B. L’indépendance vis-à-vis des règles de concurrence déloyale
Le juge souligne que l’évocation « n’est pas subordonnée à la constatation de l’existence d’un acte de concurrence déloyale » pour être juridiquement sanctionnée. Le règlement institue une protection spécifique qui s’applique de manière autonome par rapport aux dispositions nationales relatives à la loyauté des transactions. Cette autonomie garantit l’application uniforme du droit de l’Union européenne sans dépendre des subtilités procédurales ou des définitions variables des droits nationaux. La reconnaissance d’un régime protecteur autonome permet ainsi de se concentrer sur la seule perception du signe par le public concerné.
II. La caractérisation souveraine du lien d’évocation par le juge
A. L’exigence d’un lien direct et univoque pour le consommateur
L’évocation est établie lorsque l’usage d’une dénomination produit « un lien suffisamment direct et univoque » entre ce signe et l’appellation dans l’esprit du consommateur. Le juge national doit apprécier ce lien au regard de la perception d’un consommateur européen moyen normalement informé et raisonnablement attentif. L’existence de ce lien mental résulte de plusieurs éléments comme l’incorporation partielle de l’appellation ou encore la parenté phonétique et visuelle des dénominations. L’appréciation globale des similitudes l’emporte sur l’analyse technique des signes pour privilégier le réflexe cognitif déclenché chez le client potentiel.

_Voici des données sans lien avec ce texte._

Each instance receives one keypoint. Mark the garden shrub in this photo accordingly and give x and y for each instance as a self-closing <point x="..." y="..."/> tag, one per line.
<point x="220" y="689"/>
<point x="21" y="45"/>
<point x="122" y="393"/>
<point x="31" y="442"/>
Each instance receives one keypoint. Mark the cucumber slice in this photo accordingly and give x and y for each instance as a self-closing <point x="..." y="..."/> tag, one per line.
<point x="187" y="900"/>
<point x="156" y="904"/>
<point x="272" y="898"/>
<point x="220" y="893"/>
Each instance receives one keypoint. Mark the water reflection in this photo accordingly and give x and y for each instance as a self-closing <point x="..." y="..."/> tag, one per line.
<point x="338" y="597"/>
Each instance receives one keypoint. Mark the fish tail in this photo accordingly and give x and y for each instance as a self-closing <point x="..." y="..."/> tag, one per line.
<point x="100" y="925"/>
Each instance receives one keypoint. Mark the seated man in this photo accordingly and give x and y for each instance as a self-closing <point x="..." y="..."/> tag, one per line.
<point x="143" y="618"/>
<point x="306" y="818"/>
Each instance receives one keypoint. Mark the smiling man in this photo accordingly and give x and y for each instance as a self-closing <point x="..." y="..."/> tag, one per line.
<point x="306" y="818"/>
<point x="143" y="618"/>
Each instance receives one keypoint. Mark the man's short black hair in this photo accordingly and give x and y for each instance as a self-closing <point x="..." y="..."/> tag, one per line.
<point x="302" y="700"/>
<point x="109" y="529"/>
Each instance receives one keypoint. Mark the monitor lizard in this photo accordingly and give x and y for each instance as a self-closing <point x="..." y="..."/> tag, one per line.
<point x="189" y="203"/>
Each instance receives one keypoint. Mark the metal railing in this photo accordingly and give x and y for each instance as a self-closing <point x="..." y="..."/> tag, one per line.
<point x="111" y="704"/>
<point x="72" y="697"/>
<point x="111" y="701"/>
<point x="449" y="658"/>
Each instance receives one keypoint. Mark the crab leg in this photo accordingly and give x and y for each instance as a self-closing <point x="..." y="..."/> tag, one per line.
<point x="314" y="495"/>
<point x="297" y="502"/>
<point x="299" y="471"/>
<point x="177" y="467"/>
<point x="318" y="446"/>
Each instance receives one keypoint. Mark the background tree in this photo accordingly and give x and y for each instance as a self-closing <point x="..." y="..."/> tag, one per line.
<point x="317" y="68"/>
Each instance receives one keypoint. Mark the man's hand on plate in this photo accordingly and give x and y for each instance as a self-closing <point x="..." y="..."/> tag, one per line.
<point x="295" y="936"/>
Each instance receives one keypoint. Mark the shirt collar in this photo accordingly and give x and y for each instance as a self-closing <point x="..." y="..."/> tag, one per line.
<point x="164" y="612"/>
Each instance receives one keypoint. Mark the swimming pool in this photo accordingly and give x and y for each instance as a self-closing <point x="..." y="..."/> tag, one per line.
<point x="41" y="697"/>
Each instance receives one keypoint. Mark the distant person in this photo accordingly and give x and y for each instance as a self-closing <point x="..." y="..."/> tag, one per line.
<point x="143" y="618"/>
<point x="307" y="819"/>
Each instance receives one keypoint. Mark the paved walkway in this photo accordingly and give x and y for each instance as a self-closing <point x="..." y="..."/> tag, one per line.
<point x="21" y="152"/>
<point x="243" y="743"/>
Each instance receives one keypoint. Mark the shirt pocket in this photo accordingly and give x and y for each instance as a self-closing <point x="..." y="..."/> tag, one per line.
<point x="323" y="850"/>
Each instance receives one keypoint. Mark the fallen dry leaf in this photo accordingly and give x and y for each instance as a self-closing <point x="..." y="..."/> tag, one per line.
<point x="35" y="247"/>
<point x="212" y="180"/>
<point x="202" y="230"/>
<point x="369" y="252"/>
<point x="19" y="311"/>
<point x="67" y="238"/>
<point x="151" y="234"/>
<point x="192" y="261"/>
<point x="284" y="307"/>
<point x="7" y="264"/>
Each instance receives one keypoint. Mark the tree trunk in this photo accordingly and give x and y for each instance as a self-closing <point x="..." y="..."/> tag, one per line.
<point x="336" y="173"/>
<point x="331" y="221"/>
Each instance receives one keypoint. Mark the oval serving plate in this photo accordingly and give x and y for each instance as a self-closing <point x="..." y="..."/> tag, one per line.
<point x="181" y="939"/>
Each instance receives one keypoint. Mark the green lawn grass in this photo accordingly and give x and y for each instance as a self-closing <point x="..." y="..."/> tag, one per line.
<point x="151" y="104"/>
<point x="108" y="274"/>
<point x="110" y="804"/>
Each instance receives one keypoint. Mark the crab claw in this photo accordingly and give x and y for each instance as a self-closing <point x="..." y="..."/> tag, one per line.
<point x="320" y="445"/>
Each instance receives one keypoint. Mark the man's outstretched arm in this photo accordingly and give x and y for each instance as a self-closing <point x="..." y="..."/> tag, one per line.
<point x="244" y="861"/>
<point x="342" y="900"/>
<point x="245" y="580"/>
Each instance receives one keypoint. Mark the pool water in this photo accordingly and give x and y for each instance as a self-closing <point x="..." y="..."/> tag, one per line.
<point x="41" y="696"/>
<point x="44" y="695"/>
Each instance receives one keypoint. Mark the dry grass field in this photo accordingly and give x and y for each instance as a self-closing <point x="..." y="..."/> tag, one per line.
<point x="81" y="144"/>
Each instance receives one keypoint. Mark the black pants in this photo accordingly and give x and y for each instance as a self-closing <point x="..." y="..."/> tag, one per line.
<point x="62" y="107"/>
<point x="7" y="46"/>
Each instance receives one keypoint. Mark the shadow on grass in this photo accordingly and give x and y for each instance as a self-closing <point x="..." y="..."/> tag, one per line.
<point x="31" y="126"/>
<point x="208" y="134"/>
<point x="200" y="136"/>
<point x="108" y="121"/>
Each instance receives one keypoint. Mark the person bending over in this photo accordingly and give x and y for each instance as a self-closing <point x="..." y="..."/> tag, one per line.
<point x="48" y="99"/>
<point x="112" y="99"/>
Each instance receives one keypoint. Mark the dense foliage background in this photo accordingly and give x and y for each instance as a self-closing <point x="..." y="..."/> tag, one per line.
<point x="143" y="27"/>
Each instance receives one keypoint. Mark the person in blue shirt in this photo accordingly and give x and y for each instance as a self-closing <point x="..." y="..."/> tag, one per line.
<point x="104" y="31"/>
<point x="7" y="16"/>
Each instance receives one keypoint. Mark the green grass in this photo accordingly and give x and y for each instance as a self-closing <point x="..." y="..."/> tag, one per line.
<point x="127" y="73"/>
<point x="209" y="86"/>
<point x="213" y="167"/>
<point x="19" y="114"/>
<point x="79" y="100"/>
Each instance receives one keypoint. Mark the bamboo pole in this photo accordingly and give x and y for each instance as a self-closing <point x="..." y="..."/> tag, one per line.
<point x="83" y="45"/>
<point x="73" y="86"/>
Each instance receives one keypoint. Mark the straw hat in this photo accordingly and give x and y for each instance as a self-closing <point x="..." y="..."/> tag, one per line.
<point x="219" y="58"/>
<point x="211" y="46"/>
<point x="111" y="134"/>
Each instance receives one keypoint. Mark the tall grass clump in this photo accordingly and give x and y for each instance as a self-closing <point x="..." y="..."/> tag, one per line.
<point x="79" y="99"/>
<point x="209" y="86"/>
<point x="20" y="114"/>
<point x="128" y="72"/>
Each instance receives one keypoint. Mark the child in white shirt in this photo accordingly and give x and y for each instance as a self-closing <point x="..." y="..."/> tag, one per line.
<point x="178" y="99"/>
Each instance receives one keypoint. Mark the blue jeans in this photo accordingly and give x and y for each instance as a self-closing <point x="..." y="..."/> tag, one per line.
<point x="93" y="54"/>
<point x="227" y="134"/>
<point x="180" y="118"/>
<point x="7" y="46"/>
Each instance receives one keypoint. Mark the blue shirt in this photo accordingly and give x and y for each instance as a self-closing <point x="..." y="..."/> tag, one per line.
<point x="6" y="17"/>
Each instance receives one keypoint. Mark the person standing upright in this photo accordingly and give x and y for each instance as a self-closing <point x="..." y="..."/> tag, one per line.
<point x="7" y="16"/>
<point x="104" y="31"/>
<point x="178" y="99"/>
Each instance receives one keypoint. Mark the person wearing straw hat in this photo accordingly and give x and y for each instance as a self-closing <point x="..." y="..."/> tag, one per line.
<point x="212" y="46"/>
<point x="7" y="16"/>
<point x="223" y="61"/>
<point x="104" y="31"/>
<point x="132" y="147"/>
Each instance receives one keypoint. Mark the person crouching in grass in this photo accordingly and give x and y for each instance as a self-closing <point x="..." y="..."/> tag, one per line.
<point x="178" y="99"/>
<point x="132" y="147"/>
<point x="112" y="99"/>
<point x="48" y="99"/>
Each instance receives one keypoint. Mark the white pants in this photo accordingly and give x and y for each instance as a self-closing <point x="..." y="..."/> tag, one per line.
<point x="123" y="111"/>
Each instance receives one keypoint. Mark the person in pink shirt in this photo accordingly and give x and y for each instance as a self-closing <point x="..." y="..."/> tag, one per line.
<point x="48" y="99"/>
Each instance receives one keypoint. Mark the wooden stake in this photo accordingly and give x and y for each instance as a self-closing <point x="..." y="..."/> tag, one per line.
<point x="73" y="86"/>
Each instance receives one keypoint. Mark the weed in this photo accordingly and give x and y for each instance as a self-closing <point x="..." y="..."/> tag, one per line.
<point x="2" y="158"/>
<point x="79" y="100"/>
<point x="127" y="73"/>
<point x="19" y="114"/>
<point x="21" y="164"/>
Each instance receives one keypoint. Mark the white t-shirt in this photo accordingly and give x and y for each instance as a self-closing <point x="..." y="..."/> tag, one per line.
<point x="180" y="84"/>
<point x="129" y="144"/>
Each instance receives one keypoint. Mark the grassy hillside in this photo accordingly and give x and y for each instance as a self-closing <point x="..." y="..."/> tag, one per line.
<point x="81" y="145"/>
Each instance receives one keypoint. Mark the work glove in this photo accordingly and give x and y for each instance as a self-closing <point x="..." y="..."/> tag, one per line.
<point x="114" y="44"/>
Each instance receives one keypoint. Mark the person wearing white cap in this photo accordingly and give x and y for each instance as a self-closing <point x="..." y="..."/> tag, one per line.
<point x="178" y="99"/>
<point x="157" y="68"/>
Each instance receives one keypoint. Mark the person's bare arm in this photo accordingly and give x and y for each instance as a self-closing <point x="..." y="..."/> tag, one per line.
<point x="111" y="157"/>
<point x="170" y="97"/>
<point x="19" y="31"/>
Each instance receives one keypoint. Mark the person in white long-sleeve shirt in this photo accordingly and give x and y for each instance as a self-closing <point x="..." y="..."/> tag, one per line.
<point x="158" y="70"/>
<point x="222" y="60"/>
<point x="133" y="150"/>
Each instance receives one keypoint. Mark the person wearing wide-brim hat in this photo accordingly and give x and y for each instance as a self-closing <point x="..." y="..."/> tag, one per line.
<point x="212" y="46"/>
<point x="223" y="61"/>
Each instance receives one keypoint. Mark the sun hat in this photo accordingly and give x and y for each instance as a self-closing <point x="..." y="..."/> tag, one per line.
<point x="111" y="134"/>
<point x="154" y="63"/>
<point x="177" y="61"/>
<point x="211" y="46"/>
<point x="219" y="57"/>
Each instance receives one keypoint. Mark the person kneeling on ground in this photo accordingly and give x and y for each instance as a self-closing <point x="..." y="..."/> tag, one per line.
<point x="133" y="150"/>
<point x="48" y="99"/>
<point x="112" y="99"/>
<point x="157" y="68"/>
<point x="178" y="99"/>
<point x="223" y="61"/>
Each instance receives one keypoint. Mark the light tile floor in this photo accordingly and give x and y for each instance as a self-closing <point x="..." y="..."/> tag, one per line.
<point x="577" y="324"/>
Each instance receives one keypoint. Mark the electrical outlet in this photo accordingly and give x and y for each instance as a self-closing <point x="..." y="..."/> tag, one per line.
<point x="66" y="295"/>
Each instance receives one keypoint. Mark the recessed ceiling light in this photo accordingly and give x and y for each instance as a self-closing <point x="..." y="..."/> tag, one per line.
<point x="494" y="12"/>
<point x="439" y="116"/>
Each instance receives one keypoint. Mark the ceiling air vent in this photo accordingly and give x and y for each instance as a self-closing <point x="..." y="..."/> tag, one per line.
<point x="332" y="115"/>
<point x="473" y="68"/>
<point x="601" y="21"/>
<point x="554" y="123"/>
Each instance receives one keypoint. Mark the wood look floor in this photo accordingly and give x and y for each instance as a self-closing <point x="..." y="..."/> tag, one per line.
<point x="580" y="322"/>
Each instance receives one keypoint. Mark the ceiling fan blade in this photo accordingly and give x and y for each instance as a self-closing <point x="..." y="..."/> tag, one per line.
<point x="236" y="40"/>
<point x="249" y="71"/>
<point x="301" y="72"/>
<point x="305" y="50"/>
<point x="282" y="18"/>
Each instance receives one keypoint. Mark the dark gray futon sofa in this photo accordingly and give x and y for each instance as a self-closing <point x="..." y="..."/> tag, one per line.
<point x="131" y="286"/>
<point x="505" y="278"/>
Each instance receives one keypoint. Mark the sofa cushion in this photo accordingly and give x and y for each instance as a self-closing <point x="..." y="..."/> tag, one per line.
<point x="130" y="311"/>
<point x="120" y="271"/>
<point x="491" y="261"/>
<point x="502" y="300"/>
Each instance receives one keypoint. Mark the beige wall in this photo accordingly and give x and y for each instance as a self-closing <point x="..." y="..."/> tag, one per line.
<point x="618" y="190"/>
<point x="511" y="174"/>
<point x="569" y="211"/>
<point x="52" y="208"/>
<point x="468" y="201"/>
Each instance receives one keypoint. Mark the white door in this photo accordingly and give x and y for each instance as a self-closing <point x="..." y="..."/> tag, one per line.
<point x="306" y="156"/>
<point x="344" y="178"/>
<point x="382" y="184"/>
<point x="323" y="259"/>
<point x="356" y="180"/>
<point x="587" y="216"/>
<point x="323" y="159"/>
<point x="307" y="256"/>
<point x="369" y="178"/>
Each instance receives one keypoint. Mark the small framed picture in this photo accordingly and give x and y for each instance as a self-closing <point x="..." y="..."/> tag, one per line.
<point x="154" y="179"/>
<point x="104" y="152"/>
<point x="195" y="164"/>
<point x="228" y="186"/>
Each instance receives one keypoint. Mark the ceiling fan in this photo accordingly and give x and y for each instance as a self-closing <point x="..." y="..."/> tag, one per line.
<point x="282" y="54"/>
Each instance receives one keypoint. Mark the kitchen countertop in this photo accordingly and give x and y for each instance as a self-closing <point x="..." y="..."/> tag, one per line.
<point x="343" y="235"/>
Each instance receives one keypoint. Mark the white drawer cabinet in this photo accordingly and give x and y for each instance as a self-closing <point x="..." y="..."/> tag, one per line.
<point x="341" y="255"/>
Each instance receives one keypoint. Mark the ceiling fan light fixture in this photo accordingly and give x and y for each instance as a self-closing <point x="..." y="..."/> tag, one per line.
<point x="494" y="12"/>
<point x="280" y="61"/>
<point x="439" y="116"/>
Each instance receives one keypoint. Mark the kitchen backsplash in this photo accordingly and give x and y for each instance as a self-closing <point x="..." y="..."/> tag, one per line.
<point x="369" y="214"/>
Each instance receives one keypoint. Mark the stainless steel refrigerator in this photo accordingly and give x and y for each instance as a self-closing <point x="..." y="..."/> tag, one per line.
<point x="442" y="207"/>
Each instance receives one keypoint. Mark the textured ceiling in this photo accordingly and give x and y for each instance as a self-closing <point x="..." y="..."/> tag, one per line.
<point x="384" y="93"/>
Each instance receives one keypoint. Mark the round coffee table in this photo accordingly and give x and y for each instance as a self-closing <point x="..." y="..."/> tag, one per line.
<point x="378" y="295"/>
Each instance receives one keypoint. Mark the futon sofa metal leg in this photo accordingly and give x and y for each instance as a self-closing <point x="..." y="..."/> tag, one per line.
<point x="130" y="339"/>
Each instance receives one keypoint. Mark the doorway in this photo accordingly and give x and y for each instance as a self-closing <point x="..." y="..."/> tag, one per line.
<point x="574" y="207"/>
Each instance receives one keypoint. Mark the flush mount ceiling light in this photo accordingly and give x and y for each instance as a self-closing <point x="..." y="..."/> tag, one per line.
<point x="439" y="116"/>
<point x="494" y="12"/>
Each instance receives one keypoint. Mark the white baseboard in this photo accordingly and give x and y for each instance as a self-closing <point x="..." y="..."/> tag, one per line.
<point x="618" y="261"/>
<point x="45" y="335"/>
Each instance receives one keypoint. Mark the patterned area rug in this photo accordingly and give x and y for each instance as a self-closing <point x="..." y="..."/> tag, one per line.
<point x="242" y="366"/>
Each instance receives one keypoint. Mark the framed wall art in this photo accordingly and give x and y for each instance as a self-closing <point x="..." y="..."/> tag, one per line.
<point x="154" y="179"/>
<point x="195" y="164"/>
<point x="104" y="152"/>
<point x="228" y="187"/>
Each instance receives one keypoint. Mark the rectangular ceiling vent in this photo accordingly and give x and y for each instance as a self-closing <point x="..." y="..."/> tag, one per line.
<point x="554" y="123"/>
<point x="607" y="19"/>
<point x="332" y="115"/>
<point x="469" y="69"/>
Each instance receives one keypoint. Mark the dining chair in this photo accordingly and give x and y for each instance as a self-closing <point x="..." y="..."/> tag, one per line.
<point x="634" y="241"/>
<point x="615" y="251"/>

B. L’indifférence quant à la similarité entre les produits et les services
La Cour précise que l’évocation « n’exige pas, à titre de condition préalable, que le produit bénéficiant d’une appellation et le service couverts soient identiques ». La protection s’exerce même en l’absence de proximité conceptuelle immédiate si le signe litigieux déclenche systématiquement l’image du produit protégé. L’absence de condition de similarité renforce considérablement le monopole d’exploitation des groupements de producteurs sur les dénominations géographiques prestigieuses du marché européen. Cette approche extensive préserve l’investissement consenti pour la valorisation d’un terroir contre toute tentative de captation parasitaire par des prestataires tiers.